Table 1 Two weeks prediction of COVID-19 patients in SAARC countries and China

Polynomial regression of degree 2, 3, and 4 was applied for the prediction made. Table 2 shows the training and testing accuracy score at different degrees of polynomial regression.

Table 2 Training and testing accuracy score at different degree of polynomial regression

As degree is increasing, the variance is also increasing between training and testing models. By analyzing Table 2, polynomial regression at degree 2 and 3 is good to predict the confirmed cases.

5 Results

The COVID-19 virus originated from China and spread almost all over the world. The first COVID case in SAARC countries was on January 23, 2020, in Nepal. After that, it was reported across all the SAARC countries.

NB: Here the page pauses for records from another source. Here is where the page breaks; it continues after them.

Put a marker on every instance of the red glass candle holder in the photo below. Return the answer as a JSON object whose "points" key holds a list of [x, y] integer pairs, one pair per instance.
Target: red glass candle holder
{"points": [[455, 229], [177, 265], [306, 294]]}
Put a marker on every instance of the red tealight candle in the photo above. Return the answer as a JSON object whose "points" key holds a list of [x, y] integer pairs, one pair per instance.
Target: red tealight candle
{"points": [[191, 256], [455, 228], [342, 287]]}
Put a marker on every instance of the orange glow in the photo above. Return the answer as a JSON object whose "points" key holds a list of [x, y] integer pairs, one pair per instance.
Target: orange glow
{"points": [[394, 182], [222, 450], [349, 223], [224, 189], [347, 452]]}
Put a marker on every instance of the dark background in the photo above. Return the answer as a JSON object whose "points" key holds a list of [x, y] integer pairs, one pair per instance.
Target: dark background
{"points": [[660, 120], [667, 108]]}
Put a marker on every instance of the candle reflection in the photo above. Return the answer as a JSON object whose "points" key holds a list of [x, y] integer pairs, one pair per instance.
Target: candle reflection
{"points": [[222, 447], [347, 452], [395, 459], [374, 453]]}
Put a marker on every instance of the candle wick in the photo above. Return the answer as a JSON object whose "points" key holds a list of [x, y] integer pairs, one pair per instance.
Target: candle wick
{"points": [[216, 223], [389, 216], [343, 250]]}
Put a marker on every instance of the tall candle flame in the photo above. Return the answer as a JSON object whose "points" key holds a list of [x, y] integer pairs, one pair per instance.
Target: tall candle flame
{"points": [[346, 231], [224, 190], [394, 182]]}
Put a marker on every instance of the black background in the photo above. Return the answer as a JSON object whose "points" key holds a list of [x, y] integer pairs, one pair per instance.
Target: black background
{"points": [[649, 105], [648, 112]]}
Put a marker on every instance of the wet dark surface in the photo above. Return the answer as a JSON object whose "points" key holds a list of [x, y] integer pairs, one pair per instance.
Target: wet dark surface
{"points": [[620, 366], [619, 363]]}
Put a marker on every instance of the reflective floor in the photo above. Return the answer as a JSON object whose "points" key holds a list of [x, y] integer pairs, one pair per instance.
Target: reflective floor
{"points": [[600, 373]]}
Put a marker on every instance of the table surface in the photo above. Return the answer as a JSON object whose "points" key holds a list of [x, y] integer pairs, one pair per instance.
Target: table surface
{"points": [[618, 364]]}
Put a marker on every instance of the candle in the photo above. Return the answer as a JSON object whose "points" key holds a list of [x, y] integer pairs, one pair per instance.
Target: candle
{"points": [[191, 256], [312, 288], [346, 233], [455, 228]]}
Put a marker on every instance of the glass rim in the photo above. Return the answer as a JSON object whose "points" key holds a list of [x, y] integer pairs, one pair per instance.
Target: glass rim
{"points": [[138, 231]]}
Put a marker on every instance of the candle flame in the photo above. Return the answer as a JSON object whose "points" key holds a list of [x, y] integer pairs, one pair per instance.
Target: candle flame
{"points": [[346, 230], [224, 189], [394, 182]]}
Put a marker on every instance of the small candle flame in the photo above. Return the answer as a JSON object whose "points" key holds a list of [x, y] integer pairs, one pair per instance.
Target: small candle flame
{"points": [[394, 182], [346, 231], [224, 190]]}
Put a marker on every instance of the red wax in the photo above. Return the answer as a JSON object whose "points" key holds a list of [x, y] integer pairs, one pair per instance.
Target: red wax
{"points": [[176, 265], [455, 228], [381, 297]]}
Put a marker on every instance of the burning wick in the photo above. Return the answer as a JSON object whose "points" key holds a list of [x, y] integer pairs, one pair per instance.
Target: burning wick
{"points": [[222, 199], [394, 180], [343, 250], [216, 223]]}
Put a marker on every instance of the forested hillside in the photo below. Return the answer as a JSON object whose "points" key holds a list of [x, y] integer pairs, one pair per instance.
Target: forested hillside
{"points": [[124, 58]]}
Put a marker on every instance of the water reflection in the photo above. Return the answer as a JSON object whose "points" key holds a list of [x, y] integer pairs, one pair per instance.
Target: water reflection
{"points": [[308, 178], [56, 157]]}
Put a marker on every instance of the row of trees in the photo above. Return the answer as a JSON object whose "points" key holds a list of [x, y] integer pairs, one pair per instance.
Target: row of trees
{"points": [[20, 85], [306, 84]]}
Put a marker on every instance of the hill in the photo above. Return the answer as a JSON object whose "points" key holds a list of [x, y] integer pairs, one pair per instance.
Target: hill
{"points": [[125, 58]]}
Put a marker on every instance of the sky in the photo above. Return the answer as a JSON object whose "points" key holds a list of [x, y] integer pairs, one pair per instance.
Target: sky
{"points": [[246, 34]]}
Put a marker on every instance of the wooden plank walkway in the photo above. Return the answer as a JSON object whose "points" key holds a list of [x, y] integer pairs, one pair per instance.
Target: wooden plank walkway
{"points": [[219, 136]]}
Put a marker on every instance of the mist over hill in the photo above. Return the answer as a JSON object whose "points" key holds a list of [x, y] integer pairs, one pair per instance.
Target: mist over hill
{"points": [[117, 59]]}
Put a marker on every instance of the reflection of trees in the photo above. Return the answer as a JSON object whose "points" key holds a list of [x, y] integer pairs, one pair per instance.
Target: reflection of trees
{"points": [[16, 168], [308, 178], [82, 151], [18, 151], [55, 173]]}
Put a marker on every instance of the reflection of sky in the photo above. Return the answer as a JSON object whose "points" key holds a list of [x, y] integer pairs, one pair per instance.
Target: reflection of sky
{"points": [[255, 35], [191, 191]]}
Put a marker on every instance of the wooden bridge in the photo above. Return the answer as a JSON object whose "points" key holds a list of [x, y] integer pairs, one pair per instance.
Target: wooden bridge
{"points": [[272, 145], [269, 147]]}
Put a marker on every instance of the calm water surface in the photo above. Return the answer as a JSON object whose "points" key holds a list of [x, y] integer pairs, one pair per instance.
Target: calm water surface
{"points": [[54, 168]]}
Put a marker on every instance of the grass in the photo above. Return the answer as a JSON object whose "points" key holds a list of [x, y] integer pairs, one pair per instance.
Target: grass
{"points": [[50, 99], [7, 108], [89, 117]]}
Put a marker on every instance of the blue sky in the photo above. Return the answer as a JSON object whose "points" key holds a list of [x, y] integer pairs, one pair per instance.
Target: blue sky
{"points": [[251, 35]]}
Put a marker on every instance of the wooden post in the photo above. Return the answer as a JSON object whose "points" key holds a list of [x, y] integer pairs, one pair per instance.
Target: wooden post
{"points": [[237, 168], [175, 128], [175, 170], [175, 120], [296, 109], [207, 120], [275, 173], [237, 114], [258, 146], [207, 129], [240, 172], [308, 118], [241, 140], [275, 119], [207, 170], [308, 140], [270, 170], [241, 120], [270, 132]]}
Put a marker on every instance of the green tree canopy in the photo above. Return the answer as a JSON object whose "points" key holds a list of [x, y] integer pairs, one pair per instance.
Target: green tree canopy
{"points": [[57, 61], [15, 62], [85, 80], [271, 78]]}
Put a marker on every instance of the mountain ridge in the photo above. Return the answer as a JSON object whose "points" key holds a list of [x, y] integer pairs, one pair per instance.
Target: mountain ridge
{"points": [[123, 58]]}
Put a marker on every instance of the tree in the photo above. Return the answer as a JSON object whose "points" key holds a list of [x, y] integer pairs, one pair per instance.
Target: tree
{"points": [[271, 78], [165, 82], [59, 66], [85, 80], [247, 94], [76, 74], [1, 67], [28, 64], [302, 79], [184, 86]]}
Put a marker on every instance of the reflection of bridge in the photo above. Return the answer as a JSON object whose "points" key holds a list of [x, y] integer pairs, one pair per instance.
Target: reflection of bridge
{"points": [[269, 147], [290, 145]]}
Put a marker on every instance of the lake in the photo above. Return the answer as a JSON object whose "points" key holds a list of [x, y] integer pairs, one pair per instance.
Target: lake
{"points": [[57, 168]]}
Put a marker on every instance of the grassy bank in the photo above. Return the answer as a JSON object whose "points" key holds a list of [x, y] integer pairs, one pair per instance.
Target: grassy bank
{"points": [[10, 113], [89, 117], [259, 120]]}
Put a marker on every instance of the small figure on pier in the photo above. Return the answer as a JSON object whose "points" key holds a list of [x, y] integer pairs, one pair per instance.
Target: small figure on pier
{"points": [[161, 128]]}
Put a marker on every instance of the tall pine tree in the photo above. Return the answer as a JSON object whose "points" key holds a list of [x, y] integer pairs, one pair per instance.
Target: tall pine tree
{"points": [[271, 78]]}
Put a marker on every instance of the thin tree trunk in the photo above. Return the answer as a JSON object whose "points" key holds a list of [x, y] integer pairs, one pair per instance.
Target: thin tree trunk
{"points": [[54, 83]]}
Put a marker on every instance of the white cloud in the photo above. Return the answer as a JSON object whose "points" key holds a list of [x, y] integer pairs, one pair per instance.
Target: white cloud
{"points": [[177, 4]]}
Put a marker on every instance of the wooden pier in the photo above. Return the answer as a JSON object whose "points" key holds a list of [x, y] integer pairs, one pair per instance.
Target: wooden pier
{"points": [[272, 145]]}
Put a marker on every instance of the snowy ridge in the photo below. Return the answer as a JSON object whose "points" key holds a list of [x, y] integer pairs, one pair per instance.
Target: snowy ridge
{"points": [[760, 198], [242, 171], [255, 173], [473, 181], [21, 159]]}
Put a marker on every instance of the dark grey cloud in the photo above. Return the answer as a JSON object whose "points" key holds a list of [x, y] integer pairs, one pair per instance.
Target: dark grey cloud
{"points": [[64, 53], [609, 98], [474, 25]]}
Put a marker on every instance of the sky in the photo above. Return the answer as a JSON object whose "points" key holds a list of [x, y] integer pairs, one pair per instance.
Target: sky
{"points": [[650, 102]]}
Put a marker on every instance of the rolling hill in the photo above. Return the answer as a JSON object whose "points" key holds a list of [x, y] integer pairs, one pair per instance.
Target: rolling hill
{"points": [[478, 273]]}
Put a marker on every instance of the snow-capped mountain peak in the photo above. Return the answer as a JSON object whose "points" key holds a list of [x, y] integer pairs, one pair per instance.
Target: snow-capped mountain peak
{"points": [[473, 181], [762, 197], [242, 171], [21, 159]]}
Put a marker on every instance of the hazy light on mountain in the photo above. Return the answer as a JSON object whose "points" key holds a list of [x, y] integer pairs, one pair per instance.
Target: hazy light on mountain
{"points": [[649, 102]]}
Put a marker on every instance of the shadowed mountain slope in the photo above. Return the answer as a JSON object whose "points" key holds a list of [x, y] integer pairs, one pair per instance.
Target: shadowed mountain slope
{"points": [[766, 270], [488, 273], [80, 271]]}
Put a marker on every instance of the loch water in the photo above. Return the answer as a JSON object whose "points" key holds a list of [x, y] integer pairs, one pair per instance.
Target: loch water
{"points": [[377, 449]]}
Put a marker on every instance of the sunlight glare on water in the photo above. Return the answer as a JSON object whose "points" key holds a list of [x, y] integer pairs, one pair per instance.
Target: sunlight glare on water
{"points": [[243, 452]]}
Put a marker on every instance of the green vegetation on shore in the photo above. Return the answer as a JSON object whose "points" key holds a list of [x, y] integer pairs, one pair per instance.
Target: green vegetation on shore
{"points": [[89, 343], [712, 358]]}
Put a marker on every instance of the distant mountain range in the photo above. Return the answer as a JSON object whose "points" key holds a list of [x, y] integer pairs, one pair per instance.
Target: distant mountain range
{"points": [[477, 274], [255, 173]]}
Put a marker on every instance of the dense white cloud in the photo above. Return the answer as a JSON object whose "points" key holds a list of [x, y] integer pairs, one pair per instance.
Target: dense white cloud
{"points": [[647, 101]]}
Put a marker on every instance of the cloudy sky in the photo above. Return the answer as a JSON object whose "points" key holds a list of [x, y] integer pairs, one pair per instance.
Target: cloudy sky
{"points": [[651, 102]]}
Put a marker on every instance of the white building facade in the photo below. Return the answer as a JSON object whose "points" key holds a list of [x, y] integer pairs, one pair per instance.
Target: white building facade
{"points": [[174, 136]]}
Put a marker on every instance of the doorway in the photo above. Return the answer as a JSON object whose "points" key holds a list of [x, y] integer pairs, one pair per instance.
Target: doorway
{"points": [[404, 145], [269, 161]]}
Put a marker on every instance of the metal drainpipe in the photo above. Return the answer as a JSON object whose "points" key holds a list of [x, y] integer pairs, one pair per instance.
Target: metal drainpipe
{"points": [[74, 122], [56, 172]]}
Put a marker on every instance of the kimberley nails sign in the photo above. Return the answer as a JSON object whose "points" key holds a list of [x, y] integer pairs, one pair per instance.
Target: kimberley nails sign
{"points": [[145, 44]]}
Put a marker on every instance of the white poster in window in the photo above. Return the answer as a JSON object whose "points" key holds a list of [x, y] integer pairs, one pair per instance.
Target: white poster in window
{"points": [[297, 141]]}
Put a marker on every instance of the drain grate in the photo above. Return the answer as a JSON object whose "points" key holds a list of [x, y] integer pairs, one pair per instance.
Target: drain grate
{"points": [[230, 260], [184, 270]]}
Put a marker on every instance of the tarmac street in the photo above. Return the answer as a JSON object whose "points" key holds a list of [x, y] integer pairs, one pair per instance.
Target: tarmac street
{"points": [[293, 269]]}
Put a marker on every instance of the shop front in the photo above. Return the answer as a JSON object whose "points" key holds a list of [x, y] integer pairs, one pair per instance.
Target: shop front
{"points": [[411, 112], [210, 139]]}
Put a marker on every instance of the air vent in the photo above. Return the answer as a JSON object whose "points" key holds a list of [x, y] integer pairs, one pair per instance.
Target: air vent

Figure 6 shows exponential growth of COVID cases in all the SAARC countries till June 20, 2020. All the countries are trying hard to control COVID. Preventive measures like lockdown, social distancing, and regular hand wash have been taken. In spite of all these, our prediction shows that there will be an exponential growth from June 26, 2020 to July 10, 2020. China have controlled the cases, but still cases will be found as per our prediction.

Fig. 6
figure 6

Confirmed COVID cases in SAARC countries and China

There is an exponential growth of COVID cases in India. Though Nepal was the first country that confirmed the COVID cases among all SAARC countries, Nepal COVID cases are not increasing exponentially. After India, Pakistan has shown exponential growth in COVID cases. The third country is Bangladesh where the COVID cases are increasing. The growth of COVID-19 cases is also controlled in China. Figure 7 shows the prediction of confirmed cases from June 26, 2020 to July 10, 2020 in SAARC countries and China.

Fig. 7
figure 7

Daily confirmed COVID cases prediction from June 26, 2020 to July 10, 2020

6 Comparison with Other Schemes

Many models of machine learning have been used by the authors in literature to predict the cases of COVID-19. Some of the models used are traditional regression, multiple linear regression, polynomial regression and long short-term memory (LSTM). Jha et al. [11] predicted 7003 deceased cases by September 1, 2020 in Texas using Bayesian model. The author argues that prior distribution is set by the COVID experts and can be useful for small datasets. Tobias et al. [12] predicted confirmed cases of COVID-19 in Italy and Spain under lockdown using quasi-Poisson regression model. The quasi-Poisson model is a linear function of the mean. Gu et al. [13] applied cubic regression equations, which used the number of days as the input variable to predict the conformed COVID-19 cases in China and world. Pavlyshenko [14] used logistic curve to model COVID-19 spread. Different authors used different models but the efficiency of the model is based on the accuracy score of the training and testing data. No doubt error rate is also to be considered. We have used multiple linear regression and have calculated the accuracy score of both trained and test data. We have used 80% data for training set and 20% data for testing. Linear regression model is not able to learn enough from the training set and gives the problem of underfitting. Then we tuned the model with polynomial regression at different degrees from 2 to 5 and again calculated accuracy score. Finally, we have predict the COVID-19 cases of next two weeks with polynomial regression having degree 3 showing the highest accuracy score.

7 Conclusion

We did not include population, age, and land size of the country. Population size may also affect the cases of COVID patients. Age of the population also affects the cases, as if the patients are younger, the recovery rate may increase and vice versa. In our prediction, we realized that the cases in all SAARC countries will increase exponentially. More precautions must be taken. No doubt mental stress is also increasing among the people. COVID-19 has badly affected business, employment, and people who are living below the poverty line. The government is also doing well in providing medical assistance to COVID patients. It is time to ramp up the preventive measures and the precautions to be taken.